Valeriy Litanyuk

Personal information
- Born: 2 April 1994 (age 32)

Sport
- Country: Ukraine
- Sport: Racewalking

= Valeriy Litanyuk =

Ukrainian racewalker (born 1994)

Valeriy Bohdanovych Litanyuk (Валерій Богданович Літанюк; born 2 April 1994) is a Ukrainian racewalker. In 2019, he competed in the men's 50 kilometres walk at the 2019 World Athletics Championships held in Doha, Qatar. He finished in 25th place.

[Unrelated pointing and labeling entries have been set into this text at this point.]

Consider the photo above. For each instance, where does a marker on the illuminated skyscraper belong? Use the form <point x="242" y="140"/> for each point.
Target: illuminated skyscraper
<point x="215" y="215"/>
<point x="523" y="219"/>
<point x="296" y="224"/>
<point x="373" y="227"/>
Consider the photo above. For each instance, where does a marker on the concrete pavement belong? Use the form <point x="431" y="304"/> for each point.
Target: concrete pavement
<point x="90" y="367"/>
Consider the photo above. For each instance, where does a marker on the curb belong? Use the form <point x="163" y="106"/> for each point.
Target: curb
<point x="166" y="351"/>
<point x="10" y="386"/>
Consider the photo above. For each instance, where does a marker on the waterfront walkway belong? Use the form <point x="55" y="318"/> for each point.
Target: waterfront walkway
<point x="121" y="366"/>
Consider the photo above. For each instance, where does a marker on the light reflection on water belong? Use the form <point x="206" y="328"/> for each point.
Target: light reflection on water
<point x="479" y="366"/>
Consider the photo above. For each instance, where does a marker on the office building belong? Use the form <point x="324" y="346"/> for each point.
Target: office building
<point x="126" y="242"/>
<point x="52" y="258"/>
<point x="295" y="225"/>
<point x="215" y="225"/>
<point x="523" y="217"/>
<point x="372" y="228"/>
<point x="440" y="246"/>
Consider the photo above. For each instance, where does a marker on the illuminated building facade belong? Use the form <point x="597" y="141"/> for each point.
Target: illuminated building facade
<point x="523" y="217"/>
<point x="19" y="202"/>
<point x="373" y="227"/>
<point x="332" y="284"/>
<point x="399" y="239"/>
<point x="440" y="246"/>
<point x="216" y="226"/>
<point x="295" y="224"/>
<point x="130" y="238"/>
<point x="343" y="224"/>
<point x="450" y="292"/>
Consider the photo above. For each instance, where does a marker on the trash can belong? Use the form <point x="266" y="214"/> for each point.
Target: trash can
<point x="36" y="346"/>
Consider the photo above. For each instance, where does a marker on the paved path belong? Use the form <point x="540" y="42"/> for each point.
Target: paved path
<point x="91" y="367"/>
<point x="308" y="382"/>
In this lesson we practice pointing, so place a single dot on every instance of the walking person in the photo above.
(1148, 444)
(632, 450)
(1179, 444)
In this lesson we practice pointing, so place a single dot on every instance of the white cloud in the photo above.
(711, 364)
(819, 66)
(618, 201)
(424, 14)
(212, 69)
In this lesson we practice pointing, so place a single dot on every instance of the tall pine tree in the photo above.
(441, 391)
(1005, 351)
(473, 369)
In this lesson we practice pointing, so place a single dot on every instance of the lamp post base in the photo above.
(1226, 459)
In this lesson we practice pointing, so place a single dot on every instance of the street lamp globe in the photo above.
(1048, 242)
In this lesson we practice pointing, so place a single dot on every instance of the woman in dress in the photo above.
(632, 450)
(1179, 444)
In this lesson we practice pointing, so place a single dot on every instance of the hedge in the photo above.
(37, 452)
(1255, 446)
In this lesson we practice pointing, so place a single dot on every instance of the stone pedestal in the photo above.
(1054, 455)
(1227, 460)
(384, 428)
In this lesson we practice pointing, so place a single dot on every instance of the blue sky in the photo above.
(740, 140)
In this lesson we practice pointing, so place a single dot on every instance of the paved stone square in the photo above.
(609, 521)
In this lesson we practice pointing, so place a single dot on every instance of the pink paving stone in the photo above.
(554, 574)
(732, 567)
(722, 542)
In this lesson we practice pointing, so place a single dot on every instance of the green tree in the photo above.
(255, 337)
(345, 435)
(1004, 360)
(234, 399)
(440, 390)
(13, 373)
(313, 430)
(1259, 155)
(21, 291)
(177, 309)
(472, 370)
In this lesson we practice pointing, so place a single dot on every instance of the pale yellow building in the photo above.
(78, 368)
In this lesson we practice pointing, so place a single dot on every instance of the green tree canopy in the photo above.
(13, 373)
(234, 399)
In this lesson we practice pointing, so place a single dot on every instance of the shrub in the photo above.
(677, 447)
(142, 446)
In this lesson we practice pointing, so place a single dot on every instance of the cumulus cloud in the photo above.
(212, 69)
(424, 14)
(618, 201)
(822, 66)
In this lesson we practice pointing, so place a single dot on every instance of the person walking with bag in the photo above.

In 2017, he competed in the men's 20 kilometres walk at the 2017 Summer Universiade held in Taipei, Taiwan. He finished in 10th place. In 2018, he competed in the men's 50 kilometres walk at the 2018 European Athletics Championships held in Berlin, Germany. He finished in 18th place.

==Achievements==
- Silver medal in the team 50 km event at the 2018 IAAF World Race Walking Team Championships.
- Bronze medal in the team 20 km event at the 2017 Summer Universiade.
- Gold medal in the team 50 km event at the 2019 European Race Walking Cup.
- Bronze medal in the team 50 km event at the 2021 European Race Walking Team Championships.
- Winner of the Ukrainian championship in the 35 km race walk (2018).
- Medalist at the Ukrainian Athletics Championships in race walking events.